Common operators

Common operators#

After having explained how mp++’s type coercion works, we can now move on to describe how mp++’s classes can be used to perform mathematical computations.

All of mp++’s multiprecision classes support the four basic arithmetic operations (\(+\), \(-\), \(\times\) and \(\div\)) via overloaded binary operators:

auto r1 = int_t{4} + int_t{3};
assert(r1 == 7);

auto r2 = rat_t{4, 3} - rat_t{2, 5};
assert(r2 == rat_t{14, 15});

auto r3 = real128{5} * real128{2};
assert(r3 == 10.);

auto r4 = real{5} / real{2};
assert(r4 == 2.5);

It is of course possible to mix operands of different types, and the type of the result will be determined by the type coercion rules explained earlier:

auto r1 = int_t{4} + 3;        // r1 will be of type int_t.
assert(r1 == 7);

auto r2 = -0.75 + rat_t{1, 2}; // r2 will be of type double.
assert(r2 == -.25);

auto r3 = real128{5} * 2;      // r3 will be of type real128.
assert(r3 == 10.);

auto r4 = real{5} / int_t{2};  // r4 will be of type real.
assert(r4 == 2.5);

The behaviour of the division operator varies depending on the types involved. If only integral types are involved, division truncates, and division by zero throws a zero_division_error exception:

auto r1 = int_t{5} / 2; // Integral division truncates.
assert(r1 == 2);

int_t{1} / 0;           // This will throw a zero_division_error exception.

If floating-point types are involved, division by zero is allowed and results in infinity:

auto r1 = real128{1} / 0; // Floating-point division by zero generates an infinity.
assert(isinf(r1))

Rational division is always exact, unless the divisor is zero:

auto r1 = rat_t{3} / 4;
assert(r1 == rat_t{3, 4});

rat_t{2} / 0;              // This will throw a zero_division_error exception.

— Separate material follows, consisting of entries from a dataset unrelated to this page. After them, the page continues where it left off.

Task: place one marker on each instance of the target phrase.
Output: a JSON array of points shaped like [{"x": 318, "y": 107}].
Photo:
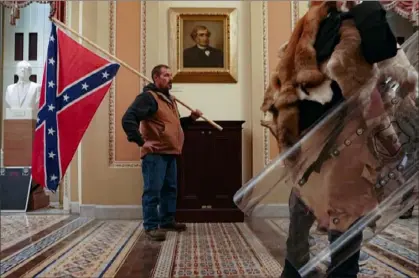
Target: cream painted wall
[
  {"x": 103, "y": 185},
  {"x": 216, "y": 101}
]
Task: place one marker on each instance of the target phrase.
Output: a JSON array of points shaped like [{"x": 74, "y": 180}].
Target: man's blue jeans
[{"x": 160, "y": 189}]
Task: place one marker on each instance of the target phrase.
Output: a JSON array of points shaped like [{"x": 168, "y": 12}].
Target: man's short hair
[
  {"x": 157, "y": 70},
  {"x": 195, "y": 30}
]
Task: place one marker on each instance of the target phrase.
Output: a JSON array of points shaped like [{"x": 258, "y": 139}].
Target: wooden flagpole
[{"x": 62, "y": 25}]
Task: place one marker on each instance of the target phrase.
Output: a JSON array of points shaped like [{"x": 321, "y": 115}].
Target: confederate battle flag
[{"x": 74, "y": 83}]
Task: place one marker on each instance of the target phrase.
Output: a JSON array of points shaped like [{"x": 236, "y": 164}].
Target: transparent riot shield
[{"x": 354, "y": 172}]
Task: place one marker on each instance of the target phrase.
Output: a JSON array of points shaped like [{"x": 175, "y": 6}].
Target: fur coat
[{"x": 349, "y": 182}]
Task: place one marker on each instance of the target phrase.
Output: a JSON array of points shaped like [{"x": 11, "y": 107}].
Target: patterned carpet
[
  {"x": 71, "y": 246},
  {"x": 208, "y": 250}
]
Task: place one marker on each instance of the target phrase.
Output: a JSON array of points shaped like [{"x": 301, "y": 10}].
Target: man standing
[{"x": 152, "y": 122}]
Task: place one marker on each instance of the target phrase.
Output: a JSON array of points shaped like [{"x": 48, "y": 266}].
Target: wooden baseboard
[{"x": 209, "y": 215}]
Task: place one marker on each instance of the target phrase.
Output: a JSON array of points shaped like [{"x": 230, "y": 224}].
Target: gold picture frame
[{"x": 221, "y": 23}]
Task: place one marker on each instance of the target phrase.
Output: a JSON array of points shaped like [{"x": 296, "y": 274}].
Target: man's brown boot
[{"x": 156, "y": 235}]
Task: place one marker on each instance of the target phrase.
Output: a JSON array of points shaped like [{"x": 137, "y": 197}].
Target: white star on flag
[{"x": 51, "y": 131}]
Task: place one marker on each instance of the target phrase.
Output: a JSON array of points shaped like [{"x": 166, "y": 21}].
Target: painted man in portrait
[{"x": 202, "y": 55}]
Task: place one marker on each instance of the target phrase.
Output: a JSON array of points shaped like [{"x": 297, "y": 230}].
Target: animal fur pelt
[
  {"x": 298, "y": 65},
  {"x": 346, "y": 66}
]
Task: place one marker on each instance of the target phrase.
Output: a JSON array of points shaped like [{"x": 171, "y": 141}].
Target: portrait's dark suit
[{"x": 195, "y": 57}]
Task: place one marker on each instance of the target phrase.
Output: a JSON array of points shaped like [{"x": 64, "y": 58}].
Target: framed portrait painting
[{"x": 203, "y": 45}]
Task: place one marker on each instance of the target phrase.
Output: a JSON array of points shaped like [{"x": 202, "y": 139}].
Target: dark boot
[
  {"x": 156, "y": 235},
  {"x": 408, "y": 214},
  {"x": 176, "y": 227}
]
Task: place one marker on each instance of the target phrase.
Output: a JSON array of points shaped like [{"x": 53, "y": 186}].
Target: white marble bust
[{"x": 24, "y": 94}]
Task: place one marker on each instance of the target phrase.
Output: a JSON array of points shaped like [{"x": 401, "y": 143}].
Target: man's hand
[{"x": 196, "y": 114}]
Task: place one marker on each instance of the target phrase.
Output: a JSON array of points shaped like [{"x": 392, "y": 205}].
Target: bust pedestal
[{"x": 19, "y": 127}]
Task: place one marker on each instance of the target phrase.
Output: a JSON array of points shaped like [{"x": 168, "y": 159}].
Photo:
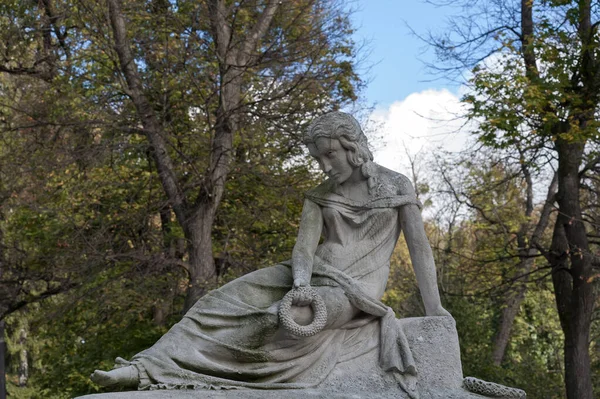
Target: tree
[
  {"x": 241, "y": 50},
  {"x": 127, "y": 122},
  {"x": 539, "y": 95}
]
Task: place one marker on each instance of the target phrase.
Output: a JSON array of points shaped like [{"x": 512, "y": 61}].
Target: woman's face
[{"x": 332, "y": 159}]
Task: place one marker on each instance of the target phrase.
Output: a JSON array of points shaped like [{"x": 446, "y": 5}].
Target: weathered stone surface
[{"x": 434, "y": 343}]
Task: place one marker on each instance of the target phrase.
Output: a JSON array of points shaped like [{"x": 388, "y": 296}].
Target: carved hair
[{"x": 346, "y": 129}]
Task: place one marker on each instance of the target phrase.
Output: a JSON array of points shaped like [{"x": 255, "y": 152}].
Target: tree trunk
[
  {"x": 202, "y": 264},
  {"x": 23, "y": 361},
  {"x": 2, "y": 362},
  {"x": 509, "y": 312},
  {"x": 571, "y": 273}
]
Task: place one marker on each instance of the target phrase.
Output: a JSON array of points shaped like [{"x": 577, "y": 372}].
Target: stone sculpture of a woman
[{"x": 232, "y": 337}]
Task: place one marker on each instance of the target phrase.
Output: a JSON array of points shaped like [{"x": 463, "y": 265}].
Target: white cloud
[{"x": 422, "y": 121}]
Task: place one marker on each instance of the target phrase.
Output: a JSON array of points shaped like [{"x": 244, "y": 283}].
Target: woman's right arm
[{"x": 309, "y": 234}]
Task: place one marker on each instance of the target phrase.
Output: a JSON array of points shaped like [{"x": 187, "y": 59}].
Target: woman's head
[{"x": 346, "y": 129}]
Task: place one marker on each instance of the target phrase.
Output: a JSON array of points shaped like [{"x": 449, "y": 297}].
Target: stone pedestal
[{"x": 435, "y": 347}]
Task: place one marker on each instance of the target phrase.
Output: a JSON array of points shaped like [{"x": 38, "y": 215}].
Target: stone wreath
[
  {"x": 492, "y": 390},
  {"x": 317, "y": 304}
]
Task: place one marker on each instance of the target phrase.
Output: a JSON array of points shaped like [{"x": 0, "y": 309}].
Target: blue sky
[
  {"x": 415, "y": 112},
  {"x": 396, "y": 53}
]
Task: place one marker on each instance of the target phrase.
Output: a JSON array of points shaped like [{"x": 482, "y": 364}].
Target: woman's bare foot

The in-place versions of the binary operators are available as well. Given a binary operator, its corresponding in-place counterpart behaves as a binary operation followed by assignment:

int_t r1{4};
r1 += 5;                    // Equivalent to: r1 = r1 + 5
assert(r1 == 9);

rat_t r2{4, 3};
r2 -= 1.5;                  // Equivalent to: r2 = r2 - 1.5
assert(r2 == rat_t{-1, 6});

real128 r3{5};
r3 *= rat_t{1, 2};          // Equivalent to: r3 = r3 * rat_t{1, 2}
assert(r3 == 2.5);

real r4{42};
r4 /= real128{0};           // Equivalent to: r4 = r4 / real128{0}
assert(isinf(r4));

It is also possible to use fundamental C++ types on the left-hand side of in-place operators:

int n = 5;
n += int_t{5};
assert(n == 10);

n -= rat_t{3, 4}
assert(n == 9);

double x = 1.5;
x *= real128{2};
assert(x == 3.);

x /= real{3};
assert(x == 1.);

The identity, negation, pre/post increment/decrement operators are also supported for all of mp++’s multiprecision classes:

int_t n;
assert(++n == 1);
n++;
assert(n == 2);
assert(--n == 1);
n--;
assert(n == 0);

rat_t q{1, 2};
assert(+q == q);
assert(-q == rat_t{-1, 2});

All of mp++’s multiprecision classes are contextually convertible to bool, following the usual rule that nonzero values convert to true and zero values convert to false:

int_t n{3};
if (n) {
   std::cout << "n is nonzero!\n";
}

rat_t q{0};
if (!q) {
   std::cout << "q is zero!\n";
}

real r{1.23};
if (!!r) {
   std::cout << "r is nonzero!\n";
}

In addition to the common arithmetic operators, all of mp++’s multiprecision classes support the relational operators \(=\) and \(\neq\). Real-valued types also support the comparison operators \(>\), \(\geq\), \(<\) and \(\leq\). Any combination of multiprecision and numerical C++ types is supported:

assert(int_t{42} == 42);
assert(3 != rat_t{1, 3});
assert(0.9 < int_t{1});
assert(real128{15} <= int_t{15});
assert(real{"inf", 100} > rat_t{123, 456});
assert(int_t{4} >= rat_t{16, 4});

The comparison operators treat NaN values in the standard way: comparing NaN to any other value returns always false, apart from the \(\neq\) operator which always returns true when NaN is involved. For the floating-point multiprecision classes, custom comparison functions with special NaN handling are also available (e.g., real_lt(), real128_equal_to(), etc.). These functions can be used as replacements for the comparison operators in facilities of the standard library such as std::sort(), std::set, etc.